Find the derivative of
a)y=3x^2Cos 2x
b)y=cot5x
c)y=2x^3+4x^2-3x+5
a) To find the derivative of y=3x^2Cos 2x, we will use the product rule.
Let u = 3x^2 and v = Cos 2x. Then, y = u * v.
Now, using the product rule:
y' = u'v + v'u
y' = (6x * Cos 2x) + (-2 * 3x^2 * Sin 2x)

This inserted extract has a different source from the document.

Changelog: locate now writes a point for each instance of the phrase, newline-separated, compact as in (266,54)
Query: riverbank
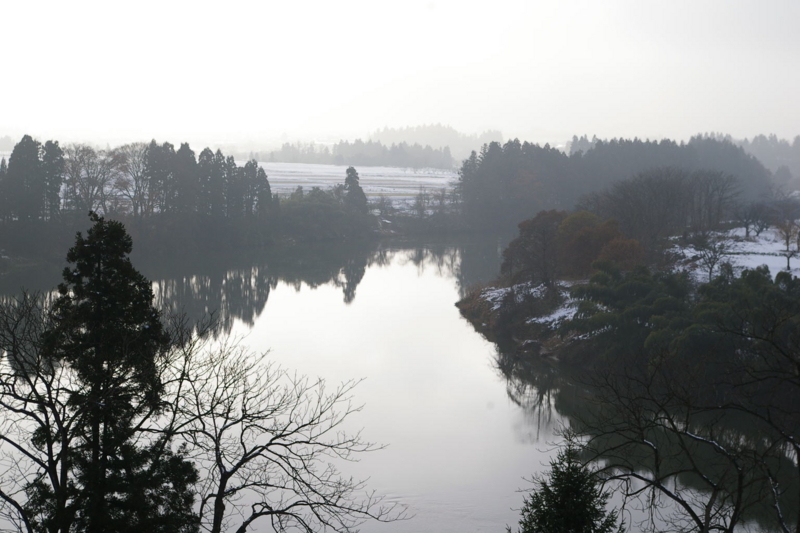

y' = 6x * Cos 2x - 6x^2 * Sin 2x
Therefore, the derivative of y=3x^2Cos 2x is y' = 6x * Cos 2x - 6x^2 * Sin 2x.
b) To find the derivative of y=cot5x, we will use the chain rule.
Let u = 5x. Then, y = cot u = cot 5x.
Now, using the chain rule:
y' = -csc^2(5x) * 5
y' = -5csc^2(5x)
Therefore, the derivative of y=cot5x is y' = -5csc^2(5x).
c) To find the derivative of y=2x^3+4x^2-3x+5, we will differentiate each term individually.
y' = d(2x^3)/dx + d(4x^2)/dx - d(3x)/dx + d(5)/dx
y' = 6x^2 + 8x - 3
Therefore, the derivative of y=2x^3+4x^2-3x+5 is y' = 6x^2 + 8x - 3.